We are pretty much on economic life support. The IMF lends us money to pay our bills. We have no way to pay it back. So they lend us more. And little by little they chip away at any sort of financial (or other) independence our tiny, transitional country may have. We are theirs. Their bitches. In a way we deserve it though. We could've built this country three times over with the amount of aid that was 'spent' here. But our beloved elected officials, with their new found love of democracy, took it upon themselves to suck us dry. And dry we are.
But the fiscal cliff news is already old news and our economic woes are simply a repeat from, oh, say 1996. I was quite chuffed about one particular headline today though.
When I was working for Save the Children in Albania during the Kosovo conflict we used a new method to address trauma in children. Or perhaps better said to prevent the trauma. Its brainchild, Jim Nuttal, was an inspirational character. He certainly ranks amongst the maddest and most honorable people I have had the privilege to work for/with.
So we've got a half million people coming our way. Kosovar's being expelled and streaming across the border any way they can - on foot, tractor, horseback, or yugo. It was mayhem. In the town of Kukes, a small and morbid remote mountain town of 15,000, there were 250,000 refugees. Madness. So what we tried to do was this: give the kids some sense of normality and to do so as quickly as possible. We literally took these kids off the tractor and put them in school. It gave the moms and few dads time to sort themselves and figure out how to deal with the new surroundings. It gave the kids familiar surroundings before they started dwelling on the lunacy around them. The same books, crayons, lesson plans, teachers, smiles and love they got in their own school they got in hot, sticky and sweaty tents in the middle of fucking nowhere. But it worked. Boy, did it work.
So what's my point, you may ask? The kids from Sandy Hook elementary went back to school today. They even brought the school turtle to the new premises. Kids need consistency. They need normality. Going back to school is normal. Or at least it should be.
I do wonder how they will cope. I wonder how their parents will cope. I wonder how I would cope.
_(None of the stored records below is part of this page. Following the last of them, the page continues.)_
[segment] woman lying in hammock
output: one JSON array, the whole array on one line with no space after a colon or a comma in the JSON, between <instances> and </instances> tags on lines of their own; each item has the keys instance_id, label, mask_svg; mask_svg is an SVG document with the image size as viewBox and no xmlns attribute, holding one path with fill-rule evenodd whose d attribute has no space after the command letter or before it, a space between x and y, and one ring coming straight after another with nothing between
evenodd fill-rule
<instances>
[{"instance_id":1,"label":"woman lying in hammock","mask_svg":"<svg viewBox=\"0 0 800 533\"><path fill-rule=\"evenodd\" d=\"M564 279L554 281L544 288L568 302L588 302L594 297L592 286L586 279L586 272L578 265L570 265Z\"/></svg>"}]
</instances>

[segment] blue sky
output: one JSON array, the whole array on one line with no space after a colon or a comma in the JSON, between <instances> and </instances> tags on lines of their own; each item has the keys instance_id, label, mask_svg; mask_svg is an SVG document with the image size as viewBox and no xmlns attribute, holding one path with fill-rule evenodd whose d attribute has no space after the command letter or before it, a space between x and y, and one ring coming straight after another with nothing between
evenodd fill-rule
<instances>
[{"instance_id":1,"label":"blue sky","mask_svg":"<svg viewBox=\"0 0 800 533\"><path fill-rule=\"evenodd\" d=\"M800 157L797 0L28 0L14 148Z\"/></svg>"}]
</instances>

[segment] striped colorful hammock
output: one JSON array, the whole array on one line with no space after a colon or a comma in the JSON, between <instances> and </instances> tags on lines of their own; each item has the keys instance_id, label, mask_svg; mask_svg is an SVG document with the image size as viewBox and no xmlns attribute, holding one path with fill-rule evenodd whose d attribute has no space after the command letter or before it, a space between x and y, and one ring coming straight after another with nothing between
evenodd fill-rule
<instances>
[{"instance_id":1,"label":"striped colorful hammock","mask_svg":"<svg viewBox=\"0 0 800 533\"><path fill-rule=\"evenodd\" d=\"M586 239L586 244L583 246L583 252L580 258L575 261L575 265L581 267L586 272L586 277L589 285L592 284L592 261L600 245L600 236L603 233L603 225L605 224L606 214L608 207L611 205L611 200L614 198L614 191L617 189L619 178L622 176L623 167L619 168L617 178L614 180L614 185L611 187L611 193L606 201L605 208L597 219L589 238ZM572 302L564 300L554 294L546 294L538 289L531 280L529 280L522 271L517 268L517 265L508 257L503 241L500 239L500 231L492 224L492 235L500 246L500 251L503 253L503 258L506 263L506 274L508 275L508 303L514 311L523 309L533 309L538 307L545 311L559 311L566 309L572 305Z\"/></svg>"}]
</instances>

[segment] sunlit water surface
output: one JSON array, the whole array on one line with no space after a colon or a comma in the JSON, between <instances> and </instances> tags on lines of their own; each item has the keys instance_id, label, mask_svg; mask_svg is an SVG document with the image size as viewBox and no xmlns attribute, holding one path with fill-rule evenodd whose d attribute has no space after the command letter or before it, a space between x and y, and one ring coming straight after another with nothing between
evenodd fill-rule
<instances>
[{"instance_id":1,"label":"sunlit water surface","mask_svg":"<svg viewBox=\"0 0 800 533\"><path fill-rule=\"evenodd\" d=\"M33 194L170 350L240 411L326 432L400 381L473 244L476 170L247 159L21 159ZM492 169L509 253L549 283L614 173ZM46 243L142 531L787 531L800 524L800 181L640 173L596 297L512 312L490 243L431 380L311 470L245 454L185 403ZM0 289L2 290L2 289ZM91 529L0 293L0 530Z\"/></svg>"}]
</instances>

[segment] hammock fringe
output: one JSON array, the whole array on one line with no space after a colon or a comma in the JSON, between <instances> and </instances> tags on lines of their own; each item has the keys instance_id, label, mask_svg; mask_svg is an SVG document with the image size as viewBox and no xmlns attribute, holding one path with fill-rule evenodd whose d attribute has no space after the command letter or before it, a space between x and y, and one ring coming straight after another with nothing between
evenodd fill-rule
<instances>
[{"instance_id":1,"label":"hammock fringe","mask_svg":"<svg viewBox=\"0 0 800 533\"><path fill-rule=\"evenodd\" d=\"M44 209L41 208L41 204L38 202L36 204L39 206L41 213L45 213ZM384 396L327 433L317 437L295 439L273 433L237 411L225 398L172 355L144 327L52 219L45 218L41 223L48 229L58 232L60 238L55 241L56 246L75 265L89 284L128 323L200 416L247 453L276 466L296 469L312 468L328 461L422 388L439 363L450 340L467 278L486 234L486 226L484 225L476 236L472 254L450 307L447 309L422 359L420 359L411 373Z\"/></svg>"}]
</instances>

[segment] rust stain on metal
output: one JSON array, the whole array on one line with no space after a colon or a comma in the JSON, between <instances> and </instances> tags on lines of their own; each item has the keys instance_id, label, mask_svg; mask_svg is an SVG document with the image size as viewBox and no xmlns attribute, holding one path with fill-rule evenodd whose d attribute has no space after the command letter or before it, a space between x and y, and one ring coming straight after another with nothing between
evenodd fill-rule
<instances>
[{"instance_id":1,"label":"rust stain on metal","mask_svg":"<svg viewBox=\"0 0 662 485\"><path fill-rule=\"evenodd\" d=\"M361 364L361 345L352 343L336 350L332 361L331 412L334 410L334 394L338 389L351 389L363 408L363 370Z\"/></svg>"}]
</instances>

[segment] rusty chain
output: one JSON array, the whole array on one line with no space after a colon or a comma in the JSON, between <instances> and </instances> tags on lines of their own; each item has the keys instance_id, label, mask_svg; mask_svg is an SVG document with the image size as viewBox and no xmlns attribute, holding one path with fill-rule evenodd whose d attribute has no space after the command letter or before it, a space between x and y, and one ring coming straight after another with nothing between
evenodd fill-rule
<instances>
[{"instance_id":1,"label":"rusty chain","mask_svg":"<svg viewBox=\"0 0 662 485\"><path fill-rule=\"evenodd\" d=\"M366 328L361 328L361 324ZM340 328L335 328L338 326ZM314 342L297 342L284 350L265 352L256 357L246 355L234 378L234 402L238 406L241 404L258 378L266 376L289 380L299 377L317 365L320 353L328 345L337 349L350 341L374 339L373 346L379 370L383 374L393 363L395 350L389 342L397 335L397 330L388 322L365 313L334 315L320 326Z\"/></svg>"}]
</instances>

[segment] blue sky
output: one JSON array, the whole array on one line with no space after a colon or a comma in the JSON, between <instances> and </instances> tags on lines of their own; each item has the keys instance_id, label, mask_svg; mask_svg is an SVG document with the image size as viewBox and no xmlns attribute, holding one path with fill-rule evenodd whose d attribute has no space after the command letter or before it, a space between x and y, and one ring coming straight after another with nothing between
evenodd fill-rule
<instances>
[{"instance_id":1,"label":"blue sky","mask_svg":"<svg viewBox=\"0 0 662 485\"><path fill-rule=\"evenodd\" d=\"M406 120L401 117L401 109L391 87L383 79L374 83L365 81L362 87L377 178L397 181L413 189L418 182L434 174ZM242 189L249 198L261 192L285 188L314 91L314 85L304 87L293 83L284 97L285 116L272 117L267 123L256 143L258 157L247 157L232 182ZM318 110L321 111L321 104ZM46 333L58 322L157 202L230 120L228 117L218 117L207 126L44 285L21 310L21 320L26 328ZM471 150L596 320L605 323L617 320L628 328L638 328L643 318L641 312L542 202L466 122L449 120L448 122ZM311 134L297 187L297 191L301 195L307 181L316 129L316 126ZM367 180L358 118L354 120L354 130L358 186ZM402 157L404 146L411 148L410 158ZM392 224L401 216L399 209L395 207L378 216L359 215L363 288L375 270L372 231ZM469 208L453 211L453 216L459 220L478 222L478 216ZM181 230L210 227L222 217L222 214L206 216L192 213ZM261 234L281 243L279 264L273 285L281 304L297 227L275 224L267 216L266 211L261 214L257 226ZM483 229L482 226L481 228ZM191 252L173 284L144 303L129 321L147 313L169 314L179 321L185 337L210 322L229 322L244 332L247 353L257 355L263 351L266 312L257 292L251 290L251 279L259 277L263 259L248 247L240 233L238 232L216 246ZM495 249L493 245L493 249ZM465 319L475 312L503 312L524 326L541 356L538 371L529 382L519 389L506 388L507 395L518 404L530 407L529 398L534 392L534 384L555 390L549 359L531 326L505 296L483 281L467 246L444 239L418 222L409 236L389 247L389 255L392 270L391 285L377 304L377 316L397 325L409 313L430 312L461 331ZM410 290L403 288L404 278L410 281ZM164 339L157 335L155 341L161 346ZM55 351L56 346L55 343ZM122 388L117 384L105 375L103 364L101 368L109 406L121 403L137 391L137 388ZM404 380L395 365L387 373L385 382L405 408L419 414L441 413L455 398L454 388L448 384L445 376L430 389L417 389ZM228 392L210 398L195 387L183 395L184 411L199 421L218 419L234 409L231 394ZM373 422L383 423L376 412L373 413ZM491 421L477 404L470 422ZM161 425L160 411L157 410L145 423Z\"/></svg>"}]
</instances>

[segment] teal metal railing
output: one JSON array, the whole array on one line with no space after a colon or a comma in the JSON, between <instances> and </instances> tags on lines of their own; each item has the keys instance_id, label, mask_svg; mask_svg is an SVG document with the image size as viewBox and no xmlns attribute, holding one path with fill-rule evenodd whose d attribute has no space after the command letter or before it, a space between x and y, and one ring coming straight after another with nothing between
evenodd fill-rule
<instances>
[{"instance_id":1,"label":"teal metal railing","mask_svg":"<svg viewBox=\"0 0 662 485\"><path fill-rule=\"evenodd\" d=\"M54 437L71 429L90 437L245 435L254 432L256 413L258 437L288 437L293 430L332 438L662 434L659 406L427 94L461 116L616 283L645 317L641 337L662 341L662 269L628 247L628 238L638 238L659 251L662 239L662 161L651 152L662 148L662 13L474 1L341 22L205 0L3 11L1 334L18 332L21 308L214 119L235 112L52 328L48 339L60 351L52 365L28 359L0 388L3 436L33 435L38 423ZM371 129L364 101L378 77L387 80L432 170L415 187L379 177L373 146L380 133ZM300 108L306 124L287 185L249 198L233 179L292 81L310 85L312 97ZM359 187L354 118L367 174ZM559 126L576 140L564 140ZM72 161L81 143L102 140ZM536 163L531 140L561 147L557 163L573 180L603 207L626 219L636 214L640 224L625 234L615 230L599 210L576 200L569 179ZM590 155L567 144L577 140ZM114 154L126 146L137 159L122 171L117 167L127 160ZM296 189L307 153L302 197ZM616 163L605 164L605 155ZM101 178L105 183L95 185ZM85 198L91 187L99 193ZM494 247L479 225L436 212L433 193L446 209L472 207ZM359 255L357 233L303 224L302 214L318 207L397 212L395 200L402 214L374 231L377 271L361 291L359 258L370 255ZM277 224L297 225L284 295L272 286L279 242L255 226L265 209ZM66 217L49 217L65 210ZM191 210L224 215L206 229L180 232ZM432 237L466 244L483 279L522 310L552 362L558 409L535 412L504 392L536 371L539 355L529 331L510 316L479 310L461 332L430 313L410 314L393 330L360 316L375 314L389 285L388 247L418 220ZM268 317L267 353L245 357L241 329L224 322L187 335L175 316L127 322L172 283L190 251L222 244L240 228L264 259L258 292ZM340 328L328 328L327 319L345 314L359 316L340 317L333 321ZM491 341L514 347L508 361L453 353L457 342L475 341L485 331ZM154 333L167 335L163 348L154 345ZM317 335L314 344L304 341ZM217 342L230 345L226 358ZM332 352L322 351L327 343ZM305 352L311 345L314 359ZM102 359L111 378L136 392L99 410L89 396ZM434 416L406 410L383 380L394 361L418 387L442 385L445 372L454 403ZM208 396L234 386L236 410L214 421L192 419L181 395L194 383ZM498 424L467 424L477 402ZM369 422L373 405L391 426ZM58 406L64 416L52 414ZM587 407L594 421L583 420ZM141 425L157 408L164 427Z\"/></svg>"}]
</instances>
If the Kosovo crisis is any example, I've learned a most valuable lesson from it. The Kosovars came together like no other community I have ever witnessed. Everybody took part. Everyone had a role. Everyone was valued. It's the only way they could survive. I had to turn away volunteers because we simply had too many. When a community comes together, on the micro or macro level - preferably both, the skies the limit. The Kosovars passed with flying colors.
If I've learned anything as an aid worker and a parent, it's that our kids are resilient creatures. I hope we live up to the task of being good role models for them. I hope we're giving them what they deserve...which is just a bit of normality and the opportunity to be the best that they can be. God speed to the Sandy Hook kids and their folks. Time will heal if we let it.